Evidências quanto à marcante presença dos interesses empresariais na tomada de decisão sobre a agenda de reconstrução da cidade pós-desastre excedem à doação de terrenos e à realização de obras públicas por empreiteiros. Ainda mais relevante é a submissão das decisões quanto às soluções técnicas a esses interesses, com as consequências daí advindas de ônus adicionais ao estado e perda de qualidade urbanística e paisagística da cidade, como foram os casos da localização do projeto do conjunto habitacional e, de forma mais crítica, da solução para contenção das cheias. No projeto de macrodrenagem foi adotada uma concepção higienista, com uma calha de 30 metros de largura, incompatível com a escala da cidade e sua configuração urbanística e paisagística, mesmo diante de soluções condizentes com as características locais e com os princípios da drenagem sustentável.
Embora esses processos, em escala, se diferenciem das dinâmicas de mercantilização da cidade em contextos mais complexos de metrópoles e cidades médias, os princípios e lógicas que orientaram as decisões, no caso de Lajedinho, permitem associá-los ao pragmatismo do urbanismo corporativo. O que é peculiar, no caso, é evidenciar a sua expressão em uma cidade pequena e de perfil rural e também como, em uma situação de crise, a cidade como negócio se apresenta e ganha acento frente aos princípios de participação, solidariedade, cooperação e sentido de bem comum inscritos no ideário do direito à cidade (LEFEBVRE, 1991).
O caminho escolhido comprometeu, acima de tudo, a dimensão política, apontada por Kingdon (2011) como fundamental na construção de uma agenda pública, e mais além, impossibilitou a própria avaliação de conjunto das alternativas de solução e da capacidade de resolver os problemas. O comprometimento do fluxo de construção da agenda pública começa, a rigor, pela ausência de aprofundamento na leitura dos problemas a resolver e é seguida por decisões tomadas sem a necessária avaliação prévia das alternativas de solução, dos projetos e suas interações e das consequências urbanísticas, paisagísticas para a cidade. As fragilidades das escolhas técnicas e políticas somente são evidenciadas quando o planejamento abre questões sobre o processo de reconstrução da cidade.
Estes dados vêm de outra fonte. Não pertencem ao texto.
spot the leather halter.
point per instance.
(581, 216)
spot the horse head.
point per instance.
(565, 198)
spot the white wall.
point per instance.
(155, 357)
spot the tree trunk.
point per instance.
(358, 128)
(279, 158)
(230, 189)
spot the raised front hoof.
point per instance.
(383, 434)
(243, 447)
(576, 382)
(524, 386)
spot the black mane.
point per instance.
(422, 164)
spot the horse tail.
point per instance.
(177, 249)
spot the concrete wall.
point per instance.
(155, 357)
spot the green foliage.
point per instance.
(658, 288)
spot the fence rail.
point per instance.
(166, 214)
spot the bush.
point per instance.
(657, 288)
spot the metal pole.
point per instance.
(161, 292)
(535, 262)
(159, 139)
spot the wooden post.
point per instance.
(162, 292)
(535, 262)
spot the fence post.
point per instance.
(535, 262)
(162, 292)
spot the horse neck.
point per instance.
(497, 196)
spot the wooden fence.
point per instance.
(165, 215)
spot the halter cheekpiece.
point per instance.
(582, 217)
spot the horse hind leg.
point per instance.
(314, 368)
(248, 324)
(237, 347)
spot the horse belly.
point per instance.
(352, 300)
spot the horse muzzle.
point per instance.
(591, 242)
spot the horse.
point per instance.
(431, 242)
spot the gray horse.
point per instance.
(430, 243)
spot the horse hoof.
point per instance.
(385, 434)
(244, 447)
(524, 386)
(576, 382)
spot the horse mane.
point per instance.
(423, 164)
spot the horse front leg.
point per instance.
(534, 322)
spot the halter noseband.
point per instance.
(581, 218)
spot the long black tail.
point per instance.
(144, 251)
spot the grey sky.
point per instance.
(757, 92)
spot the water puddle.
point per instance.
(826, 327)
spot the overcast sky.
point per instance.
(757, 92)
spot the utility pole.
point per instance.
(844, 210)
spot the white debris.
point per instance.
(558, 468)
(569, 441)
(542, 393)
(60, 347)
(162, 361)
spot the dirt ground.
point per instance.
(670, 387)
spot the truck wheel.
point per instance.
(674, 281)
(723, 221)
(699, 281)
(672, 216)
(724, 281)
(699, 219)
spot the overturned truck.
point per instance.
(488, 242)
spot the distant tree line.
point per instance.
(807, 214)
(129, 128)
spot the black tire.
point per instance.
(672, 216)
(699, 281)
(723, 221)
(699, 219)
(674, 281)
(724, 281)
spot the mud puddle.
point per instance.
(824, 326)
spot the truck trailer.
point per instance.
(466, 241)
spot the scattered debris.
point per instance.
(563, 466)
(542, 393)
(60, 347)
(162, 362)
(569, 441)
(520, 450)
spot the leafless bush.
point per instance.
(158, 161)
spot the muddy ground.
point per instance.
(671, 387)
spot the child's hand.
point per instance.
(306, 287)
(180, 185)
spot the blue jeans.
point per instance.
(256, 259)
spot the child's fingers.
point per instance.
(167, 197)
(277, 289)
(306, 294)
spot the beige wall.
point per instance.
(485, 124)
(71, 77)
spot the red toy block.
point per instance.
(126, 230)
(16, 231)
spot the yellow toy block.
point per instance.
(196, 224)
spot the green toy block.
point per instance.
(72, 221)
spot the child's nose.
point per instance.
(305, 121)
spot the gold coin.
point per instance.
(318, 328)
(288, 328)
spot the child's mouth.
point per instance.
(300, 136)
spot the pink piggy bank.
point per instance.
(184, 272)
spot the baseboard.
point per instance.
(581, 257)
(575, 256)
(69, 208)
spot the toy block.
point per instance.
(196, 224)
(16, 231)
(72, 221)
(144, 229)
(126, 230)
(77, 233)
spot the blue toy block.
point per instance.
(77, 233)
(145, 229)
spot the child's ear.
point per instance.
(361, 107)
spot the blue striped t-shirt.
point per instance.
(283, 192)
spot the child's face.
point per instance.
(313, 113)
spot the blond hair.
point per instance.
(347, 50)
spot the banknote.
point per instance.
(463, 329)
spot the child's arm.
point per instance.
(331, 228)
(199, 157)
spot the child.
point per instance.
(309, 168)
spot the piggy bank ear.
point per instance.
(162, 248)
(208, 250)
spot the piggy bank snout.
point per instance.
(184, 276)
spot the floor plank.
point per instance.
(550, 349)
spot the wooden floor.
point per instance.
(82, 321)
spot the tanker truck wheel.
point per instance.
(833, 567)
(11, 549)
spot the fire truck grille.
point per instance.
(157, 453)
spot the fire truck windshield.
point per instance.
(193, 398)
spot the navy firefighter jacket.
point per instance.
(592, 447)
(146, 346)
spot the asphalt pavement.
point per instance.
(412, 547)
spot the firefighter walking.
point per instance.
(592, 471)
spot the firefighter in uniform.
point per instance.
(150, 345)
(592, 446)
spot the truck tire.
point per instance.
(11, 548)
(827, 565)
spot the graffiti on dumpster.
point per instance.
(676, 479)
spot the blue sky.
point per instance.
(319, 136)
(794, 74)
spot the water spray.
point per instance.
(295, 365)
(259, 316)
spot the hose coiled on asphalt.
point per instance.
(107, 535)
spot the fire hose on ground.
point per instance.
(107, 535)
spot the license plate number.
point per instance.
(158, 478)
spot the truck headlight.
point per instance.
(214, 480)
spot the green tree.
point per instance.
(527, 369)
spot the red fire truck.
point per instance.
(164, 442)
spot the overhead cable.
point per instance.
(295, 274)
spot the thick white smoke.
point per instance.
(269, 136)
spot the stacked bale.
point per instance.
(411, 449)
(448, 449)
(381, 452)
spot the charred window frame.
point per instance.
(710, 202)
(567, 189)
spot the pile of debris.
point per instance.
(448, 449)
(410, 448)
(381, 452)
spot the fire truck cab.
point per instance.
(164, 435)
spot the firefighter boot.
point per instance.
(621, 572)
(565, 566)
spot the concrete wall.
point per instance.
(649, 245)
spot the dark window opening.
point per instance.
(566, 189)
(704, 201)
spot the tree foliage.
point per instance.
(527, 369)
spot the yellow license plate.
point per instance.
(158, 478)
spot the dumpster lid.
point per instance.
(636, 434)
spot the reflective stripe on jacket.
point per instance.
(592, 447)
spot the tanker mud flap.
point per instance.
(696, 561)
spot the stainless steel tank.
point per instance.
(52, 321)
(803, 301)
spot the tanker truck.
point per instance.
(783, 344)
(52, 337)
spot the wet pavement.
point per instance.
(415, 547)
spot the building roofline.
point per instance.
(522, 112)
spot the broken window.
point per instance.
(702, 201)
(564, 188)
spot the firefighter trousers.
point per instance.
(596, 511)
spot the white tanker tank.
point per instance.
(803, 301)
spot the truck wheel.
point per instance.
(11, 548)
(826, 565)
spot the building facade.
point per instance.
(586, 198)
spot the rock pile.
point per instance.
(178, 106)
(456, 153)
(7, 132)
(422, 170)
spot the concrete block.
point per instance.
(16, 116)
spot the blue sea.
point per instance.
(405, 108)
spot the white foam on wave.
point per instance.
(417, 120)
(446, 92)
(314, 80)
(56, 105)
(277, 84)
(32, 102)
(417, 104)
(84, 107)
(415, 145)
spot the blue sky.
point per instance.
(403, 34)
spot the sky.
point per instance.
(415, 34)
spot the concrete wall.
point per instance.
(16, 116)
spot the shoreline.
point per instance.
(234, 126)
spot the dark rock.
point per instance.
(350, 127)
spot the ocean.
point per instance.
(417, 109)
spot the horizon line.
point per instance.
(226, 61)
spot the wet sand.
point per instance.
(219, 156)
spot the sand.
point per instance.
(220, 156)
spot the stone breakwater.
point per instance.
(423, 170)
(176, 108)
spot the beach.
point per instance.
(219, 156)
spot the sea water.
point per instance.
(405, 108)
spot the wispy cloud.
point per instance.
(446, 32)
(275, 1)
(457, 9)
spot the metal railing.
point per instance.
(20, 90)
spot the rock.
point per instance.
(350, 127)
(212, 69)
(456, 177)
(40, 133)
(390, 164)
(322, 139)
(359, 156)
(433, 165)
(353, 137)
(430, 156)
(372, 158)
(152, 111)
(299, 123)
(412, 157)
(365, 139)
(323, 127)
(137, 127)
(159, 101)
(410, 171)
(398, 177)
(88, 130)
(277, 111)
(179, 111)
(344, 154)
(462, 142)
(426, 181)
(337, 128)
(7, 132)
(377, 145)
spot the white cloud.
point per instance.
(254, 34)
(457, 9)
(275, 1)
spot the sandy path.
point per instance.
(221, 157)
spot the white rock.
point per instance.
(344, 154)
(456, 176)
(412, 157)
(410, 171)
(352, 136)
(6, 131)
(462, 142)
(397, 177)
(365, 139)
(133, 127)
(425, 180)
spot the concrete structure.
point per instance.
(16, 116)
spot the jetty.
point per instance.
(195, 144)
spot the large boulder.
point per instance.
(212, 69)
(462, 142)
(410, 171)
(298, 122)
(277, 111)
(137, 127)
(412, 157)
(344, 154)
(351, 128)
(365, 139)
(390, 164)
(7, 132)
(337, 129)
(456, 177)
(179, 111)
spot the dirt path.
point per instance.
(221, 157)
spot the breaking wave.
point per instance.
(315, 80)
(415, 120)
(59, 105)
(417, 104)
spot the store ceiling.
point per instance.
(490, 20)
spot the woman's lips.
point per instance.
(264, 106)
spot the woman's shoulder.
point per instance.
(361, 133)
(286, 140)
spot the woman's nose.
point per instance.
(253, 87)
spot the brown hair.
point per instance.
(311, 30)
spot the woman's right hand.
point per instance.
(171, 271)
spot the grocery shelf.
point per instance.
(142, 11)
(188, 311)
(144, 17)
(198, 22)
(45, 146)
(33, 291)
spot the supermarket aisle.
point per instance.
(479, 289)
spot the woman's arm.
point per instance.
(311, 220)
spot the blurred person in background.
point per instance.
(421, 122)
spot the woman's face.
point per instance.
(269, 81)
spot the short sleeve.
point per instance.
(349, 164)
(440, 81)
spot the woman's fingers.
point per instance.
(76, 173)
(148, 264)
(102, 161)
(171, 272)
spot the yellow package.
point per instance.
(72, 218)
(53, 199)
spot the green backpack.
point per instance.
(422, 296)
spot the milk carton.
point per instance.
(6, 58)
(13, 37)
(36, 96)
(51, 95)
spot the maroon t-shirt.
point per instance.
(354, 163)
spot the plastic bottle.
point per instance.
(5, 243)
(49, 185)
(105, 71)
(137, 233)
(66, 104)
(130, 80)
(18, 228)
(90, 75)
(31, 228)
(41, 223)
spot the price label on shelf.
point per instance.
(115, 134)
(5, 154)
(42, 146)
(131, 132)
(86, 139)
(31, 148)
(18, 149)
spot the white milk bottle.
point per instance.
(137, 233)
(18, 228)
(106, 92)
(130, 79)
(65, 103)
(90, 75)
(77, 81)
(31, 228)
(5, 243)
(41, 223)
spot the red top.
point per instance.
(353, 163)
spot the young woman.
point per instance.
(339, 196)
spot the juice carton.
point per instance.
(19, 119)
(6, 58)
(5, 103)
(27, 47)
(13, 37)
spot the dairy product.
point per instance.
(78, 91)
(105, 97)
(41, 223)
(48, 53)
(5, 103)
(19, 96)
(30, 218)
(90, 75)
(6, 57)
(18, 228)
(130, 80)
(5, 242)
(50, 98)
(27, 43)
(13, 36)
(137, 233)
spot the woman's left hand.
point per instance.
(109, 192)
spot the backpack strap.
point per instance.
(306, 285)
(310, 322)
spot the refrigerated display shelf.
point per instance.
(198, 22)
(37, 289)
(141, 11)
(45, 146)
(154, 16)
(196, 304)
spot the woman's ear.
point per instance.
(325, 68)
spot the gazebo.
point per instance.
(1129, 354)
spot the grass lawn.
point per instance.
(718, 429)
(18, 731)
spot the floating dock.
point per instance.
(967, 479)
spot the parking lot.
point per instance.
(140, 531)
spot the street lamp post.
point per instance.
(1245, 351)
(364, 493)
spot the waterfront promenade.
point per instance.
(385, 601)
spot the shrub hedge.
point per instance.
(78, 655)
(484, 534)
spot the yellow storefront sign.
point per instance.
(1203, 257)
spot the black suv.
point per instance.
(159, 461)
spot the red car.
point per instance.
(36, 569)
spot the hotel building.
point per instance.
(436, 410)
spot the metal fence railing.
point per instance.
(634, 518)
3.3 Plano e Projeto se encontram no Tempo e no Espaço
O enquadramento do município na condição de obrigatoriedade de elaboração do Plano Diretor possibilitou o apoio do governo estadual na construção da política urbana municipal. Foram realizadas oficinas de capacitação dos gestores públicos e vereadores e apoio técnico na criação do Conselho da Cidade, antes do início da elaboração do Plano Diretor e do Plano Urbanístico, os quais contariam com a assessoria do governo do estado. Essas atividades preliminares tinham como objetivo criar as condições técnicas e políticas para um maior engajamento da Prefeitura no processo de planejamento a ser iniciado.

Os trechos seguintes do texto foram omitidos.